By Tom Westbrook
SINGAPORE (Reuters) – The dollar clung to a small bounce on Wednesday, as investors took a breather from weeks of fairly fierce selling and markets stabilised to wait for progress on U.S. trade talks.
Chinese first quarter GDP data and a batch of March economic indicators are due later in the session, though they will be backward-looking and U.S. Federal Reserve Chairman Jerome Powell is scheduled to speak. The Bank of Canada meets later on Wednesday with a rate cut priced at about a 40% chance.
The local dollar, firm at C$1.3948 per greenback and up 4% in April is one of starkest examples of how heavily investors have punished the dollar as trade policy has rattled confidence.
The euro, which reached three-year highs last week, has eased from a peak of $1.1474 to trade at $1.1311 in the Asia morning. It is up more than 4.5% this month and was overdue a pullback and there has also been little sign of substantive progress toward any deal to avoid heavy U.S. tariffs.
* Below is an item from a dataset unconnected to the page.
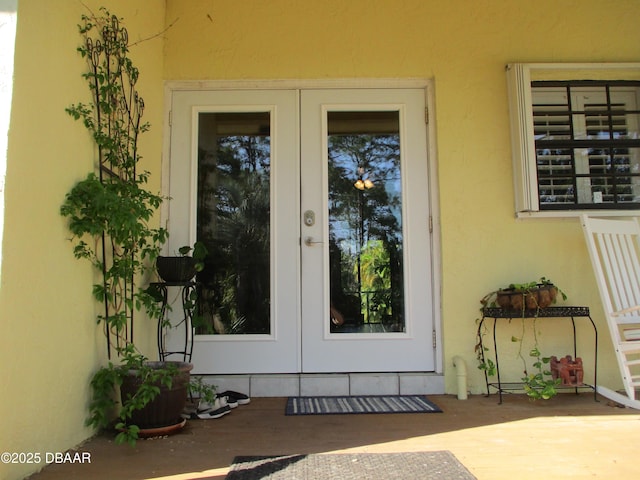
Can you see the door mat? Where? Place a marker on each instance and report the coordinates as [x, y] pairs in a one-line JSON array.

Sterling, however, stood out and notched a six-month high at $1.3254. Britain had been spared the most punitive U.S. levies and overnight U.S. Vice President JD Vance said there was a good chance a trade deal could be struck.
“The President really loves the United Kingdom,” he said. “He loved the Queen. He admires and loves the King.”
British CPI data is due later in the day.
The yen was steady at 142.85 per dollar. The U.S. dollar index, which poked above 100 overnight, hovered just shy of that level at 99.899 in early Asia trade.
The Swiss franc, the largest gainer amongst G10 currencies since Donald Trump’s “Liberation Day” tariff announcement, was firmer on Wednesday morning at 0.8184 per dollar.
The Australian and New Zealand dollars, which last week notched their largest weekly rises since 2020, were a little off recent highs with the Aussie at $0.6334 and the kiwi at $0.5896.
China’s first-quarter data, Powell’s appearance and other economic releases due on Wednesday will garner traders attention but the focus for the broad direction of currencies and especially the dollar is on the bond market and the yuan.
China has weakened the trading band of the yuan only slightly since the onslaught of tariffs that have topped 100% and on Tuesday had actually steadied the currency. Any sort of sharp cuts to its value would be a broad tailwind for the dollar.
The U.S. Treasury market – the focus of near-panic selling last week – has shown signs of steadying and is being watched for signs that a fairly tight correlation between yields and the dollar could resume after a dislocation.
“We think the restoration of the higher UST yield = stronger USD equation would be a major sign of normalisation,” said Standard Chartered’s head of G10 FX research, Steve Englander.
“We think the unwinding of growth pessimism, along with reduced prominence for tariff policy, could lead to renewed USD support.”